People who are not Musicians or music producers now have an exciting new AI tool at their disposal – Stability AI’s Stable Audio. This new text-to-audio model allows anyone to generate music and sound effects simply by describing what they want in text prompts.
It’s still early, but users can generate music in any genre or style just by typing in a text description. Want a pulsating techno track? A smooth jazz number? An epic film score? Stable Audio can create it with just a few words, success may vary. If you need a mediocre EDM score for your podcast you may be able to work it.
The model can also generate isolated musical elements like drum loops, synth lines, and vocal harmonies. This makes it easy to quickly create the building blocks of a song. Users can then take these AI-generated elements and incorporate them into their own productions. You can predict this will get wild really quick. I find unless you pick something simple it muddles everything.

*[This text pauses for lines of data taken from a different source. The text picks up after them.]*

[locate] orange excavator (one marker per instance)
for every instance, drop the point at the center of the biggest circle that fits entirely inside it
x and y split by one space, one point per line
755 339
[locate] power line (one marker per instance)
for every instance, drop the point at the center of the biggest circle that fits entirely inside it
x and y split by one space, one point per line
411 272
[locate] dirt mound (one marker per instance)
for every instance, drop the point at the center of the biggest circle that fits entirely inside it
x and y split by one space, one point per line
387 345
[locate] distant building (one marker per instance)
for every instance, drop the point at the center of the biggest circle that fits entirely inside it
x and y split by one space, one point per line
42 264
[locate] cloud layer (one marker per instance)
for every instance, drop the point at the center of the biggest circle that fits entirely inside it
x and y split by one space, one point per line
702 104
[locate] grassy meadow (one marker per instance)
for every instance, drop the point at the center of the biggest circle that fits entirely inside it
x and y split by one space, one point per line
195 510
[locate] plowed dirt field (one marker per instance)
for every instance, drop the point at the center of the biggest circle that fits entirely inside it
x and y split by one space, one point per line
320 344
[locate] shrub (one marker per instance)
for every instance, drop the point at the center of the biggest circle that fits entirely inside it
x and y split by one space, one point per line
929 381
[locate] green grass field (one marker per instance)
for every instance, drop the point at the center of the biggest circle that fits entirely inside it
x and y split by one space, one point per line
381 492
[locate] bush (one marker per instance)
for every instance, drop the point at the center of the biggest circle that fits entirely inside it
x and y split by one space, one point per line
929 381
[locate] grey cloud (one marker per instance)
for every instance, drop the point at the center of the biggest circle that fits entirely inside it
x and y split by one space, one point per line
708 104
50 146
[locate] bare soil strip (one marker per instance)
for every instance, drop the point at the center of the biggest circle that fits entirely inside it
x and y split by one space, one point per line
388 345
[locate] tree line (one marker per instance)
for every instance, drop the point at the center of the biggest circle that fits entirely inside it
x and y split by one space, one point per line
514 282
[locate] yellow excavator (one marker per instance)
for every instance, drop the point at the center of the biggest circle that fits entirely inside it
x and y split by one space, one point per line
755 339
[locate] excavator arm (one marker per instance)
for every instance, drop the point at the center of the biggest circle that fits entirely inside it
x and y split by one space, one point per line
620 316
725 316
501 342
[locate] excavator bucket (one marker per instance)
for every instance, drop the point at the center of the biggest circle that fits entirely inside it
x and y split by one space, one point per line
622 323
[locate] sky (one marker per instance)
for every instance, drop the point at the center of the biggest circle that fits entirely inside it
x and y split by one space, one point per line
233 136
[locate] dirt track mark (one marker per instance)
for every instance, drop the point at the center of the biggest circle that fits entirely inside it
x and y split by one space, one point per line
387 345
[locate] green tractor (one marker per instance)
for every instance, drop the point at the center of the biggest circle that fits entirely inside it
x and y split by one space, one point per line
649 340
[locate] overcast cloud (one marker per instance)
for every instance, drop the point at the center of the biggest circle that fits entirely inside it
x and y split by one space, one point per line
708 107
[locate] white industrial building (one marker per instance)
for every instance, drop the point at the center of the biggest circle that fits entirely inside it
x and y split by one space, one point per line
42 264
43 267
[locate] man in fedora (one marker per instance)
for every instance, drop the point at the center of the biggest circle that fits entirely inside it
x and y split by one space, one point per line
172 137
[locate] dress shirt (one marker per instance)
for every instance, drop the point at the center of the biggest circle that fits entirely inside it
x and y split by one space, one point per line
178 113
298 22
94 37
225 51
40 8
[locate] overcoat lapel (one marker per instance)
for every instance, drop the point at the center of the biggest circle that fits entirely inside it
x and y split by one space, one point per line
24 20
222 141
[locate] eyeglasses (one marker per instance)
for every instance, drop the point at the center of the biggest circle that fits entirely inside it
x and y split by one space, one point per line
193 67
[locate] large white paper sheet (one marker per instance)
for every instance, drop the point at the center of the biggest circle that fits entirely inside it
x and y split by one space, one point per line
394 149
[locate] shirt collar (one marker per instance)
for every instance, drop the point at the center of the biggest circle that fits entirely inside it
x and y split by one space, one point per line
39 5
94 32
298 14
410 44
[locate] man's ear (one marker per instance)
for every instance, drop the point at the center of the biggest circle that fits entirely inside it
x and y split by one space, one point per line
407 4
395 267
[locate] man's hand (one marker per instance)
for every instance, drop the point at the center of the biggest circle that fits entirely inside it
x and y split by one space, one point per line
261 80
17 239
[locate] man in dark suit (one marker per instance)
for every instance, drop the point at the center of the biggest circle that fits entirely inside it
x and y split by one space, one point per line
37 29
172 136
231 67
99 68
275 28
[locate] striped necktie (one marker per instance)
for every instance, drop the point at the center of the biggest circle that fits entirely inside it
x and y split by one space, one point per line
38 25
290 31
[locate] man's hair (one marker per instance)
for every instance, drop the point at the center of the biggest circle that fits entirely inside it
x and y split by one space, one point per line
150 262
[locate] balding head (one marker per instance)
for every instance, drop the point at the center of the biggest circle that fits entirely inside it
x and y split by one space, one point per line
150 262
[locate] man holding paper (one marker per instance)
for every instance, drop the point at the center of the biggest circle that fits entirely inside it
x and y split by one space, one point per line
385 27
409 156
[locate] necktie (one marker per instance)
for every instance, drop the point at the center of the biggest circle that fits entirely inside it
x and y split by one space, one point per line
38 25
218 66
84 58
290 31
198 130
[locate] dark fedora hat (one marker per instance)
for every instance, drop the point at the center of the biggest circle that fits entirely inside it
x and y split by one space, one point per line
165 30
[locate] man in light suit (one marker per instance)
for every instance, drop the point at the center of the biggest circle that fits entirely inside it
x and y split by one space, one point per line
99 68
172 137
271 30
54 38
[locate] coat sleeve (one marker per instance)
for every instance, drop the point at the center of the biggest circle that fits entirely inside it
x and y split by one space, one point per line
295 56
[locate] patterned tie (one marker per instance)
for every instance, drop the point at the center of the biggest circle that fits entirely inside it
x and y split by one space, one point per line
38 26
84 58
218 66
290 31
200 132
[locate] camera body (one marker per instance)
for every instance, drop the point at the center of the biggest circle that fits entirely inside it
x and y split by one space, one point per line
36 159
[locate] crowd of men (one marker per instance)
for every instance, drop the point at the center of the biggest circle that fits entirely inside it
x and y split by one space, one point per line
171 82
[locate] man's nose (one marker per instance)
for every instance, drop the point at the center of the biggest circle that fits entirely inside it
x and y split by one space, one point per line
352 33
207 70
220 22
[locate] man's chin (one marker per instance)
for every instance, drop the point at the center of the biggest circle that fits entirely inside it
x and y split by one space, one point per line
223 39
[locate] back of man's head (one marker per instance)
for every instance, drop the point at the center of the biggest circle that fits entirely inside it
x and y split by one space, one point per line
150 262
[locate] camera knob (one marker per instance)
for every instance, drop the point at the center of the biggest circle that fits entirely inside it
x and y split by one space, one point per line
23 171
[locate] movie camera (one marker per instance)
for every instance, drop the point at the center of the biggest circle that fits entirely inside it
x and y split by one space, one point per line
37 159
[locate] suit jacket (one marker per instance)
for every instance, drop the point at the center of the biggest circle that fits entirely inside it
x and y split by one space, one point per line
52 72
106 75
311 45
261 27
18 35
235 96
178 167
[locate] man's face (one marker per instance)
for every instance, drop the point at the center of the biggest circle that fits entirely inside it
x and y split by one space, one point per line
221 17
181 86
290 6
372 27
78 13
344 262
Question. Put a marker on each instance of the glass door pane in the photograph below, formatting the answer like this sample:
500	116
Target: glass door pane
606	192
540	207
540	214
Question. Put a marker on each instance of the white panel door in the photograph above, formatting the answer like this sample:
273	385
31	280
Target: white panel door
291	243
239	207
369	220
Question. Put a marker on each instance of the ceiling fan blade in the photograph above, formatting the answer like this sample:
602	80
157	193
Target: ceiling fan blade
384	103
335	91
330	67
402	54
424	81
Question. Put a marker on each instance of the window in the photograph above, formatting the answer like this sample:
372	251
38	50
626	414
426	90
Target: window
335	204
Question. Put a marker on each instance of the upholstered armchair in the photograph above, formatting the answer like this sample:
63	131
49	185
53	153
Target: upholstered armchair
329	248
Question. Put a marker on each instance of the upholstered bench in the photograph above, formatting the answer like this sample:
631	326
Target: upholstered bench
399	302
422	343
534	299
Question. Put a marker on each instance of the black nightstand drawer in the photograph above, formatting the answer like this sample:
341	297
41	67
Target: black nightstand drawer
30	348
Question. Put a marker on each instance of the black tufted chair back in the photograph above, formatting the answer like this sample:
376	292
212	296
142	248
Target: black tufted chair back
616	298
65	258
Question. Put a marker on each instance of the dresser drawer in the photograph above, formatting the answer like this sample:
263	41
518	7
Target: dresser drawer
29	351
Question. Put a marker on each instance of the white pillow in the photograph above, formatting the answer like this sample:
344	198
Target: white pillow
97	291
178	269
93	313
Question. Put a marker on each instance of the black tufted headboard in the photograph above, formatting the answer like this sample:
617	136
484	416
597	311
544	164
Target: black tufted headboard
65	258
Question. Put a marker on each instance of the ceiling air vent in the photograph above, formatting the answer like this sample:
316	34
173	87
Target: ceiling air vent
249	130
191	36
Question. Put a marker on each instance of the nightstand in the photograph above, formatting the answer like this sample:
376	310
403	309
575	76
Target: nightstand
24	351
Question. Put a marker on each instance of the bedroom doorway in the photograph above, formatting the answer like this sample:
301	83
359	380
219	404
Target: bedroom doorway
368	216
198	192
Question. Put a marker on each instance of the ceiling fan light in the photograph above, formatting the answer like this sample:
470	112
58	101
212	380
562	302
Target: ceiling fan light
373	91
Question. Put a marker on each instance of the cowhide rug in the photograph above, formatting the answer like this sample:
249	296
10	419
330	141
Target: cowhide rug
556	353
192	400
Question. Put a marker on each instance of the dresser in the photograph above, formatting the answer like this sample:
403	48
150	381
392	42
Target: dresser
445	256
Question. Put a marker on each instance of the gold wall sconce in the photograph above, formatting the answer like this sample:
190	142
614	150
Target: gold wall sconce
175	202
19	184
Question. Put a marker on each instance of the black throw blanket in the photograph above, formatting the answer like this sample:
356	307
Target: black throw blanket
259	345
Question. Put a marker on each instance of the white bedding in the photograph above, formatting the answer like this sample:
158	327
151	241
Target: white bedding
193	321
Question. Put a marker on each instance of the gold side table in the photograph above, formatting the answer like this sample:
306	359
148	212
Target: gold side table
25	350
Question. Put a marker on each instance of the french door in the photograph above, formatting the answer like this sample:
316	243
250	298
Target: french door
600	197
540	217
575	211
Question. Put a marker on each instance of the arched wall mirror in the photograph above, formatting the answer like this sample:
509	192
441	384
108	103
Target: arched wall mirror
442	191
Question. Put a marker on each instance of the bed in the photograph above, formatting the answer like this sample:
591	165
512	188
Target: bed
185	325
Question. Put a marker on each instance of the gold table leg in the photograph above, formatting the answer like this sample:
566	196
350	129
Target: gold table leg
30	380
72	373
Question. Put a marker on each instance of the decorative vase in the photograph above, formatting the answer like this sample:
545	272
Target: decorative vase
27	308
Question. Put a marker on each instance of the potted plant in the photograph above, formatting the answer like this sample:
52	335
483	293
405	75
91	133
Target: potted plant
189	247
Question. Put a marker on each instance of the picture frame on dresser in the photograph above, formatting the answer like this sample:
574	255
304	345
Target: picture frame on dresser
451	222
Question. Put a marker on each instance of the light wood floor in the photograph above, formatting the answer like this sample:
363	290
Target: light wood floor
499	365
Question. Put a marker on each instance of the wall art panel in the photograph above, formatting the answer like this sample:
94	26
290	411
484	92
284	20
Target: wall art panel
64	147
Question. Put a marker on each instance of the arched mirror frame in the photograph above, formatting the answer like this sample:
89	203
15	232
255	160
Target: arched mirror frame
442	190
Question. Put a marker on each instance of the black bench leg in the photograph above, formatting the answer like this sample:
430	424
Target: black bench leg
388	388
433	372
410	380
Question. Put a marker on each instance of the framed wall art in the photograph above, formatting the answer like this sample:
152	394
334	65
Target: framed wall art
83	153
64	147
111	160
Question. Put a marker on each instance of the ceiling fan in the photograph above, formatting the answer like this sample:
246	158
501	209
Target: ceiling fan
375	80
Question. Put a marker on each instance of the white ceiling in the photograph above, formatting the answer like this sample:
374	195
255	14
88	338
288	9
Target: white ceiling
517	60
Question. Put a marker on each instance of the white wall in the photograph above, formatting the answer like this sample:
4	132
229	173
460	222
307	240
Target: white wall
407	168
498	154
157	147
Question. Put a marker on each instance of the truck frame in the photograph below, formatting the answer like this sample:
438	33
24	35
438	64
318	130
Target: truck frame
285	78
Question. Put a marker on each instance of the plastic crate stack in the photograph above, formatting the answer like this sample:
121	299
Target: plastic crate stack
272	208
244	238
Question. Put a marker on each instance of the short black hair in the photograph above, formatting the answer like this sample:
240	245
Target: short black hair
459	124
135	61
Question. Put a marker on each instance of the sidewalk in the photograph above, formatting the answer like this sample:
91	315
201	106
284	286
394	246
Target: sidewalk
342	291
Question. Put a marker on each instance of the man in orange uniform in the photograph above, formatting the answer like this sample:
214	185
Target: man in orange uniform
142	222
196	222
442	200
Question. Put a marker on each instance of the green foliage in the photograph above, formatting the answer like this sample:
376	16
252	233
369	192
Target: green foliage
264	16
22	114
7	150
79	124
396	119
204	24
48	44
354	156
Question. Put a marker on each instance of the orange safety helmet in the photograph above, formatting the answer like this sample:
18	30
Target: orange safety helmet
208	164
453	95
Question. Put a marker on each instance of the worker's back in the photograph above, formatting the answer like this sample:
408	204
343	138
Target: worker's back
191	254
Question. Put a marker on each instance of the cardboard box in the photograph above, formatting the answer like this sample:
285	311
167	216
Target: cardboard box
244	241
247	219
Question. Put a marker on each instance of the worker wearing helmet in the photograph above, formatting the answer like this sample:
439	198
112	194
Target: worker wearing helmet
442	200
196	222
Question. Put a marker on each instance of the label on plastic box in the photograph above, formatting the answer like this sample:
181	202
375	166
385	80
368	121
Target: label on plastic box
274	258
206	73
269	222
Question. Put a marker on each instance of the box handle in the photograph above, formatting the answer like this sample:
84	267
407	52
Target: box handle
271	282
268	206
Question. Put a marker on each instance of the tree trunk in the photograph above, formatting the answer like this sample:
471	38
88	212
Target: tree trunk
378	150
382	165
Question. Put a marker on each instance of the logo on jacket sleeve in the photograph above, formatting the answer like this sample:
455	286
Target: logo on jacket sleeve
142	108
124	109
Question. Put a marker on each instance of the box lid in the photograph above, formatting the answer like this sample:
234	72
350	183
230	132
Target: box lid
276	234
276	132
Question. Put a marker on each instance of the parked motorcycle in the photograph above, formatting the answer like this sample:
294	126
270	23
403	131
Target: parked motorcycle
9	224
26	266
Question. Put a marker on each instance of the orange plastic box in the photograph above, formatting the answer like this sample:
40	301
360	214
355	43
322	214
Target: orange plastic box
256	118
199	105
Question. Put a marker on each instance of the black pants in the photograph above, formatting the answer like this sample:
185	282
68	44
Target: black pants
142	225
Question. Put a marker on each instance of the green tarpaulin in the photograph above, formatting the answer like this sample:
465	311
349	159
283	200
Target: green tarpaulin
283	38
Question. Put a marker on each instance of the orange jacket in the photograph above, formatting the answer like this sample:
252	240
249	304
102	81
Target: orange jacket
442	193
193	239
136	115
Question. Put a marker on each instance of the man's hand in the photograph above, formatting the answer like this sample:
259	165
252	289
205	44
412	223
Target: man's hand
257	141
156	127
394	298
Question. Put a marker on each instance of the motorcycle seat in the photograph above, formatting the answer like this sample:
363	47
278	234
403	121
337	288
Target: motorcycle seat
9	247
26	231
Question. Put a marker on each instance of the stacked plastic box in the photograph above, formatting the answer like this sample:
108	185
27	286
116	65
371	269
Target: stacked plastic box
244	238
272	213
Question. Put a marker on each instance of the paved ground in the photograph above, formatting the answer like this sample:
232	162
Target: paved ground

Beyond music, Stable Audio can also produce high-quality sound effects. Need the sound of rain, wild animals, or a busy café? The model can generate these ambient sounds to elevate any audio project.
While Stable Audio is still in active development, it has already proven capable of making impressively human-like music and audio. As the model improves, it will become an indispensable tool for all media production.
The free version of Stable Audio allows users to generate up to 20 audio clips per month, each with a maximum duration of 45 seconds. This is enough to create short backing tracks, sound effects, or musical ideas. I quickly went through my 20 songs but didn’t really feel the need to pay or keep going. I look forward to how this evolves in the future.